Appréciation du tribunal,
M. [G] établit que :
— le 16 janvier 2013, M. [H], qui exerçait en qualité d’auto-entrepreneur sous le dénomination PB Finances Conseil, lui a adressé un courriel aux termes duquel il lui confirmait les modalités de souscription à un produit de la société Arf Trust pour la somme de 40 000 euros, en précisant entre parenthèses “taux garantit 6,20 % sur 8 ans Minimum”, ainsi qu’à un produit de la société Lifeside Patrimoine pour la même somme, et l’invitait, afin de valider ces souscriptions, à lui faire parvenir une copie de sa pièce d’identité, un RIB et un justificatif de domicile, ainsi que trois chèques à l’ordre de la société Arf Trust pour 40 000 euros, à l’ordre de la société Spirica pour 40 000 euros et à l’ordre de la société PB Finances Conseil à hauteur de 1 600 euros (pièce n° 2 en demande),
— le 23 janvier 2013, il lui a adressé par courrier les dossiers de souscription à signer et à lui retourner accompagnés des trois chèques ci-dessus mentionnés (pièce n° 3 en demande).
En outre, il est démontré et non contesté que M. [G] a procédé à la souscription au produit Arf Trust précédemment évoqué à hauteur de 40 000 euros. En effet, il produit, outre une copie du chèque de banque destiné à cette dernière daté du 24 janvier 2013 et son relevé de compte bancaire démontrant l’encaissement de ce chèque le 14 mars 2013, un courrier du 15 mars 2013, aux termes duquel la société Arf Trust accusait réception de la somme de 40 000 euros pour l’achat de parts dans des compartiments “garanti” et “protégé” (pièces n° 4 à 6 en demande).

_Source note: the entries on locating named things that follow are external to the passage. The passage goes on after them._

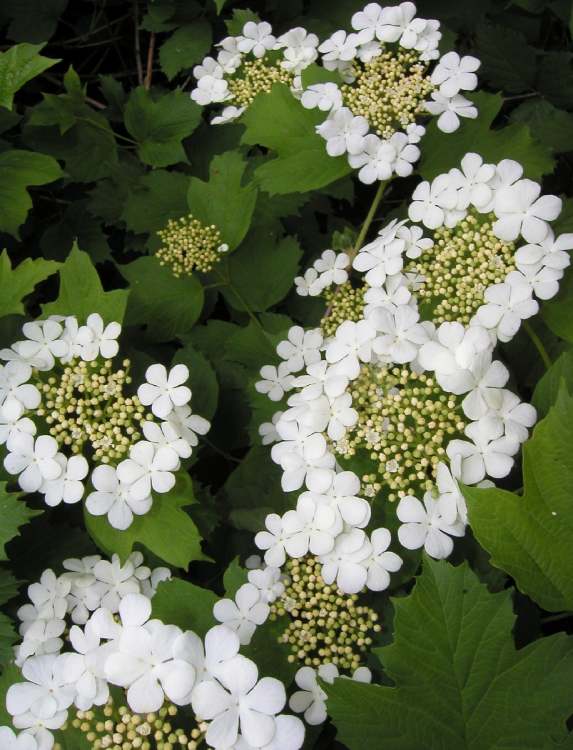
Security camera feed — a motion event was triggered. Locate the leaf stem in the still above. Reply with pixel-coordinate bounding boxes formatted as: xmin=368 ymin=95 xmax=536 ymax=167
xmin=523 ymin=320 xmax=553 ymax=370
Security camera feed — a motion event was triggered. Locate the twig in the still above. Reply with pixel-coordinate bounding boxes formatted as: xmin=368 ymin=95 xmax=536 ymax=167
xmin=133 ymin=0 xmax=143 ymax=86
xmin=143 ymin=31 xmax=155 ymax=91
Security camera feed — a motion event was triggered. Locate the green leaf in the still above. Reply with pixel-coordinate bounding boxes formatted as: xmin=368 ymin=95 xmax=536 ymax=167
xmin=125 ymin=86 xmax=201 ymax=167
xmin=0 ymin=149 xmax=63 ymax=237
xmin=242 ymin=84 xmax=351 ymax=195
xmin=187 ymin=151 xmax=257 ymax=250
xmin=511 ymin=99 xmax=573 ymax=153
xmin=0 ymin=43 xmax=59 ymax=109
xmin=221 ymin=232 xmax=302 ymax=312
xmin=532 ymin=349 xmax=573 ymax=417
xmin=84 ymin=472 xmax=209 ymax=569
xmin=464 ymin=385 xmax=573 ymax=611
xmin=323 ymin=559 xmax=573 ymax=750
xmin=420 ymin=91 xmax=553 ymax=180
xmin=0 ymin=250 xmax=59 ymax=318
xmin=476 ymin=24 xmax=536 ymax=93
xmin=119 ymin=257 xmax=204 ymax=341
xmin=159 ymin=21 xmax=212 ymax=81
xmin=0 ymin=482 xmax=42 ymax=561
xmin=2 ymin=0 xmax=68 ymax=43
xmin=42 ymin=243 xmax=129 ymax=323
xmin=541 ymin=268 xmax=573 ymax=343
xmin=173 ymin=343 xmax=219 ymax=419
xmin=152 ymin=578 xmax=219 ymax=638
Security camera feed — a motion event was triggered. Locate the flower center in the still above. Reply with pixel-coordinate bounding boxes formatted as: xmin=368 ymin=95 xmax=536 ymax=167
xmin=342 ymin=49 xmax=434 ymax=138
xmin=405 ymin=209 xmax=515 ymax=325
xmin=271 ymin=555 xmax=381 ymax=671
xmin=70 ymin=697 xmax=207 ymax=750
xmin=36 ymin=359 xmax=145 ymax=463
xmin=229 ymin=60 xmax=294 ymax=107
xmin=156 ymin=214 xmax=226 ymax=277
xmin=333 ymin=365 xmax=466 ymax=500
xmin=320 ymin=281 xmax=366 ymax=337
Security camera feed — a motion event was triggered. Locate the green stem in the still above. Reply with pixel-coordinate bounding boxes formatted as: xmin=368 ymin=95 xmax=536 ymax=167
xmin=523 ymin=320 xmax=553 ymax=370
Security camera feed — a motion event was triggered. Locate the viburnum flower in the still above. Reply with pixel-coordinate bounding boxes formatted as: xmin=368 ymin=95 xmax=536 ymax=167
xmin=213 ymin=583 xmax=269 ymax=645
xmin=191 ymin=655 xmax=286 ymax=750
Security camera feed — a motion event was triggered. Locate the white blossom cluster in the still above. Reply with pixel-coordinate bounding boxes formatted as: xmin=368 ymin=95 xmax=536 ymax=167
xmin=191 ymin=21 xmax=319 ymax=125
xmin=0 ymin=552 xmax=304 ymax=750
xmin=366 ymin=153 xmax=573 ymax=342
xmin=0 ymin=313 xmax=210 ymax=530
xmin=255 ymin=159 xmax=544 ymax=593
xmin=301 ymin=2 xmax=480 ymax=184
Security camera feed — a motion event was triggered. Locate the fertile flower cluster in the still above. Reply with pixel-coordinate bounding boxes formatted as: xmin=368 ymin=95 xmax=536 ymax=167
xmin=255 ymin=154 xmax=544 ymax=593
xmin=156 ymin=214 xmax=229 ymax=278
xmin=301 ymin=2 xmax=480 ymax=184
xmin=0 ymin=552 xmax=304 ymax=750
xmin=0 ymin=313 xmax=209 ymax=529
xmin=191 ymin=21 xmax=319 ymax=125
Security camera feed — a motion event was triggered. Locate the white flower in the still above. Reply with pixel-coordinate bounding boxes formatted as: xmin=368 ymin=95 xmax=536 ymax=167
xmin=40 ymin=453 xmax=89 ymax=506
xmin=116 ymin=440 xmax=179 ymax=500
xmin=431 ymin=52 xmax=481 ymax=98
xmin=167 ymin=404 xmax=211 ymax=448
xmin=0 ymin=361 xmax=41 ymax=416
xmin=318 ymin=31 xmax=358 ymax=62
xmin=211 ymin=105 xmax=245 ymax=125
xmin=319 ymin=529 xmax=371 ymax=594
xmin=289 ymin=664 xmax=338 ymax=726
xmin=77 ymin=313 xmax=121 ymax=362
xmin=275 ymin=26 xmax=318 ymax=73
xmin=6 ymin=654 xmax=81 ymax=720
xmin=369 ymin=305 xmax=428 ymax=364
xmin=471 ymin=271 xmax=539 ymax=342
xmin=4 ymin=432 xmax=62 ymax=492
xmin=11 ymin=320 xmax=68 ymax=370
xmin=255 ymin=362 xmax=294 ymax=401
xmin=493 ymin=180 xmax=562 ymax=243
xmin=105 ymin=594 xmax=195 ymax=713
xmin=408 ymin=174 xmax=458 ymax=229
xmin=300 ymin=82 xmax=342 ymax=112
xmin=237 ymin=21 xmax=276 ymax=58
xmin=326 ymin=320 xmax=376 ymax=379
xmin=137 ymin=364 xmax=191 ymax=419
xmin=276 ymin=328 xmax=322 ymax=376
xmin=86 ymin=466 xmax=153 ymax=531
xmin=348 ymin=133 xmax=396 ymax=185
xmin=446 ymin=416 xmax=519 ymax=484
xmin=396 ymin=492 xmax=465 ymax=560
xmin=191 ymin=655 xmax=286 ymax=750
xmin=363 ymin=528 xmax=402 ymax=591
xmin=143 ymin=421 xmax=192 ymax=462
xmin=213 ymin=583 xmax=270 ymax=646
xmin=191 ymin=75 xmax=231 ymax=107
xmin=450 ymin=153 xmax=495 ymax=210
xmin=316 ymin=108 xmax=369 ymax=156
xmin=425 ymin=91 xmax=478 ymax=133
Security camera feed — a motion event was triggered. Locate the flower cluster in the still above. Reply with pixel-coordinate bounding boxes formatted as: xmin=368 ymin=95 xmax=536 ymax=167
xmin=301 ymin=2 xmax=480 ymax=184
xmin=0 ymin=313 xmax=209 ymax=529
xmin=191 ymin=21 xmax=319 ymax=125
xmin=0 ymin=552 xmax=304 ymax=750
xmin=156 ymin=214 xmax=229 ymax=278
xmin=255 ymin=154 xmax=544 ymax=593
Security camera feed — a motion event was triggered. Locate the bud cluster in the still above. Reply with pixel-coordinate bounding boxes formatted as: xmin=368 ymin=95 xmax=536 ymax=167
xmin=271 ymin=556 xmax=381 ymax=671
xmin=36 ymin=359 xmax=145 ymax=463
xmin=333 ymin=365 xmax=467 ymax=500
xmin=405 ymin=208 xmax=515 ymax=325
xmin=156 ymin=214 xmax=228 ymax=278
xmin=72 ymin=697 xmax=207 ymax=750
xmin=342 ymin=49 xmax=434 ymax=138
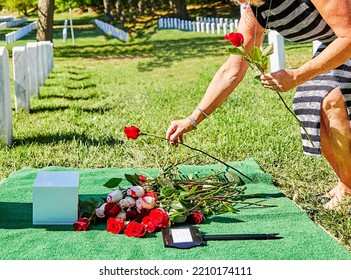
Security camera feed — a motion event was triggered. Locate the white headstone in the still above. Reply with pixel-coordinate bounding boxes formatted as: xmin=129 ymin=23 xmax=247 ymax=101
xmin=229 ymin=22 xmax=234 ymax=32
xmin=0 ymin=47 xmax=13 ymax=146
xmin=196 ymin=21 xmax=200 ymax=32
xmin=62 ymin=19 xmax=67 ymax=43
xmin=43 ymin=41 xmax=51 ymax=80
xmin=268 ymin=30 xmax=285 ymax=72
xmin=49 ymin=43 xmax=54 ymax=72
xmin=223 ymin=23 xmax=228 ymax=34
xmin=27 ymin=43 xmax=39 ymax=96
xmin=12 ymin=46 xmax=30 ymax=112
xmin=234 ymin=19 xmax=239 ymax=30
xmin=217 ymin=23 xmax=222 ymax=35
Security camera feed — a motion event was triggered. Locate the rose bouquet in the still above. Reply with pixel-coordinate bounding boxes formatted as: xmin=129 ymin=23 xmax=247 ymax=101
xmin=73 ymin=162 xmax=269 ymax=237
xmin=73 ymin=126 xmax=272 ymax=237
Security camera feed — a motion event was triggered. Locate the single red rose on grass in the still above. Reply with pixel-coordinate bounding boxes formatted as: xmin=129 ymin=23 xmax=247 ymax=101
xmin=187 ymin=211 xmax=205 ymax=225
xmin=124 ymin=221 xmax=146 ymax=237
xmin=124 ymin=125 xmax=140 ymax=140
xmin=73 ymin=218 xmax=90 ymax=231
xmin=104 ymin=202 xmax=121 ymax=218
xmin=224 ymin=32 xmax=244 ymax=47
xmin=106 ymin=218 xmax=124 ymax=234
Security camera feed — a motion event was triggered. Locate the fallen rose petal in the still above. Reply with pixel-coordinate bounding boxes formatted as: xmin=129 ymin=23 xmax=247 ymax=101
xmin=73 ymin=218 xmax=90 ymax=231
xmin=106 ymin=218 xmax=124 ymax=234
xmin=124 ymin=221 xmax=146 ymax=237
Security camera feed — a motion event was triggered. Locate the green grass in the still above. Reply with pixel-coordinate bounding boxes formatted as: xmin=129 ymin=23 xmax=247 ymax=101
xmin=0 ymin=8 xmax=351 ymax=248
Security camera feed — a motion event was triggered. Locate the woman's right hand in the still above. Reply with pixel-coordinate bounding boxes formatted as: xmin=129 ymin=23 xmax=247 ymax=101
xmin=166 ymin=119 xmax=194 ymax=146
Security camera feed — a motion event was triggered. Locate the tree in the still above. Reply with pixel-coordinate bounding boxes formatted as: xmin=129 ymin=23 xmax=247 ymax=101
xmin=37 ymin=0 xmax=55 ymax=42
xmin=0 ymin=0 xmax=37 ymax=16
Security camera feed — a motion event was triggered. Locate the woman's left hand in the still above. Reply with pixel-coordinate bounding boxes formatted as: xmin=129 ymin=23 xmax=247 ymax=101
xmin=260 ymin=69 xmax=298 ymax=92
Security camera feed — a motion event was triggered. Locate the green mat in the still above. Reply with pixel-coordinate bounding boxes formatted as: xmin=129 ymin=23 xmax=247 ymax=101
xmin=0 ymin=159 xmax=351 ymax=260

Sur la nature du produit Arf Trust et l’interdiction de le commercialiser en France
La documentation d’information relative au produit Arf Trust (pièce n° 1 en demande) le décrit comme un produit d’investissement collectif dit “structuré”, composé de fonds de fonds diversifiés, utilisant simultanément et en totalité plusieurs centaines de gestionnaires indépendants, complémentaires et non corrélés entre eux, chacun spécialisé dans un marché qui lui est propre.
Devant permettre l’acquisition de parts ou d’actions dans un organisme de placement collectif, le fonds Arf Trust constitue un instrument financier au sens de l’article L. 211-1 du code monétaire et financier.
Conformément aux dispositions de l’article L. 214-1-1 du code monétaire et financier, dans sa version applicable à la date de la souscription litigieuse, la commercialisation du produit Arf Trust sur le territoire français était interdite, en l’absence d’autorisation préalable de l’AMF, s’agissant d’un organisme de placement collectif de type ouvert, constitué sur le fondement d’un droit étranger et non agréé conformément à la directive 2009/65/CE du Parlement européen et du Conseil du 13 juillet 2009 portant coordination des dispositions législatives, réglementaires et administratives concernant certains organismes de placement collectif en valeurs mobilières.
Sur la qualité sous laquelle est intervenu M. [H]
M. [H] soutient qu’il est intervenu en qualité d’intermédiaire entre M. [R] [L], courtier commercialisant les produits Arf Trust, et M. [G], précisément en qualité d’apporteur d’affaires pour le compte du premier.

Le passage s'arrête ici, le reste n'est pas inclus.